Ein Sommer auf Malta von Marlies Ferber erschienen im Atlantik Verlag hat mich sofort angesprochen. Es ist zwar schon gefühlt ewig her, aber ich war bereits selbst dort und mir hat es sehr gut gefallen. Ich war allerdings nicht als Sprachlehrerin dort wie unsere Protagonistin Linda, ich habe nur meinen Urlaub dort verbracht. Linda sucht nach dem letzten Desaster mit ihrem Freund David eine Auszeit auf der Insel und will dort für einen Sommer in einer Sprachschule als Englischlehrerin arbeiten. In Malta gibt es aber auch reichlich potenzielle Charmbolzen, die um sie wetteifern und schnell gerät ihr Plan mit Abstand nehmen durcheinander. Es wird turbulenter als gedacht.

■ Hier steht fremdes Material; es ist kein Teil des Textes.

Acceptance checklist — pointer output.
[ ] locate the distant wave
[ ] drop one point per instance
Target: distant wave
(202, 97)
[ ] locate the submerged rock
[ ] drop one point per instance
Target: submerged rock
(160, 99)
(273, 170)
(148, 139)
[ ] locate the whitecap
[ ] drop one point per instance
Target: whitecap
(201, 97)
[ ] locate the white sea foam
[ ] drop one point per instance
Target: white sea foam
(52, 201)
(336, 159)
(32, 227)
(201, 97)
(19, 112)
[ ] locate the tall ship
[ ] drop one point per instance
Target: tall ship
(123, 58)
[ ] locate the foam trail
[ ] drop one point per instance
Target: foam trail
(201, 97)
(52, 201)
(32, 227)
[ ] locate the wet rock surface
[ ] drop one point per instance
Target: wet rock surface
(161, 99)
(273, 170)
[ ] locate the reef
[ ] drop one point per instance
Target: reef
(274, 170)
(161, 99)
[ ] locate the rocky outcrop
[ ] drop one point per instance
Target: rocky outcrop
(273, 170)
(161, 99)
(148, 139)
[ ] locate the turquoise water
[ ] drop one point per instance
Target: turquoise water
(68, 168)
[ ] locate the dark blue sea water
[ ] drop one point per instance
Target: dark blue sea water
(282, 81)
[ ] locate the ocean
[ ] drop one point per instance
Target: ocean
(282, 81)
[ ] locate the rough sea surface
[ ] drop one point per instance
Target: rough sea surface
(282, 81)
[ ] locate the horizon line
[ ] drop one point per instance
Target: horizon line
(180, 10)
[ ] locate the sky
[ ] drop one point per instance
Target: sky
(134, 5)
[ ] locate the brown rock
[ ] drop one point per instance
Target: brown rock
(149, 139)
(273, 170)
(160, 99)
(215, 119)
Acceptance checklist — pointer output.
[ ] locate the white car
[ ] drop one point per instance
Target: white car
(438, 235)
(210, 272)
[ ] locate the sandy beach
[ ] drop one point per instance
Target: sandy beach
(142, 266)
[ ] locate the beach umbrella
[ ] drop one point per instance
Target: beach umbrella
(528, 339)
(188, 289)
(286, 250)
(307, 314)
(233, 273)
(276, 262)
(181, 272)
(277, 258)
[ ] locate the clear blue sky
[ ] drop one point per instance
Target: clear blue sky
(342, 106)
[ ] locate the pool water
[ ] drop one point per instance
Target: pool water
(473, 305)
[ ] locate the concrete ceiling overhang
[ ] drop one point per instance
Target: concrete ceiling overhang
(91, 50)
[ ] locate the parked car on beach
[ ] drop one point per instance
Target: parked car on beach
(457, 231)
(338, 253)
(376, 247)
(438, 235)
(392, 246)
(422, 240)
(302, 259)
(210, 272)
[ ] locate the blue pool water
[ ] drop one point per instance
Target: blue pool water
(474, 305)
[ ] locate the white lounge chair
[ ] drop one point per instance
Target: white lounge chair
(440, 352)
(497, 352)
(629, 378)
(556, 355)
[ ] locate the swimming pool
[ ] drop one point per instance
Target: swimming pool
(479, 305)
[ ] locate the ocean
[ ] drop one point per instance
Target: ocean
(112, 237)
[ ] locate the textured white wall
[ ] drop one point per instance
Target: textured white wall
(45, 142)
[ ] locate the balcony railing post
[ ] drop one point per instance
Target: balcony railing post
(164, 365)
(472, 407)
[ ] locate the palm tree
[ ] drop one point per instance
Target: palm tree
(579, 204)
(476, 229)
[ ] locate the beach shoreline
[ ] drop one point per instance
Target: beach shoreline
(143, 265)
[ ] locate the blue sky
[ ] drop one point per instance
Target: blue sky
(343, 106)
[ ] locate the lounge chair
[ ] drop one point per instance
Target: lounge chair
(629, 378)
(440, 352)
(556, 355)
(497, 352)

Marlies Ferber erzählt in einem angenehmen Schreibstil. Es startet mit dem Flug nach Malta, der total authentisch beschrieben ist und einem sofort das Gefühl vermittelt ebenfalls gerade im Flugzeug zu sitzen, den Gesprächen zu lauschen. In Malta selbst gibt es sogar Ortschaften sowie Ausflüge, die ich selbst schon kenne bzw. gemacht habe und muss sagen es zeugt alles von Sommer, Meer, Sonne sowie Urlaubsfeeling. Fast schon nebenbei gibt es ein wenig Eifersucht, Drama, Liebe, Wut und Verzweiflung, was den schönen Roman aber schlussendlich abrundet.

Ein wunderschöner leichter Roman für die Sommerzeit.